Meme içindeki süt kanallarında hücrelerin kontrolsüz çoğalması sonrası görülür. Kadınlarda saptanan kanserlerin yaklaşık %33’ü meme kanseridir. Maalesef yaşam tarzındaki hatalar nedeni ile görülme sıklığı giderek artmaktadır. 30 yıl önce 13 kadında bir rastlanırken günümüzde 8 kadından birinde meme kanseri görülmektedir.

Meme Kanseri Erkeklerde Görülür mü?

Kadında en sık görülen kanser türü olan meme kanseri erkekte az görülür. Ancak maalesef erkeklerin kadınlar kadar memedeki kitlelere duyarlı olmaması nedeni ile teşhiste gecikmeler olmaktadır. Erkekte memede çift taraflı büyüme ve kitle jinekomastiyi, tek taraflı kitle ise meme kanserini düşündürmelidir.
Tüm meme kanserlerinin sadece %1’i erkek meme kanseridir.
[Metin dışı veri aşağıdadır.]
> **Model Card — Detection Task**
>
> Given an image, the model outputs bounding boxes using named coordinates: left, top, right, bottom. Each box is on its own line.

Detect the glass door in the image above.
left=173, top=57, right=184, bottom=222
Ancak teşhis gecikirse erkekte meme dokusu ince olduğu için metastaz riski daha yüksektir.
Teşhis ve tedavisi aynı kadın meme kanserlerinde olduğu gibidir.

Meme Kanseri Genetik midir?

Meme kanseri ileri yaş hastalığıdır ve sıklığı 50 yaşından sonra artar. Ancak anne, teyze veya kız kardeşte meme kanseri varsa risk 3 kata kadar artar ve daha genç yaşlarda görülme olasılığı yükselir. Ailesinde 1. Derece yakınında meme kanseri olan kadınlar kontrollerine 30 yaş sonrası başlamalıdırlar.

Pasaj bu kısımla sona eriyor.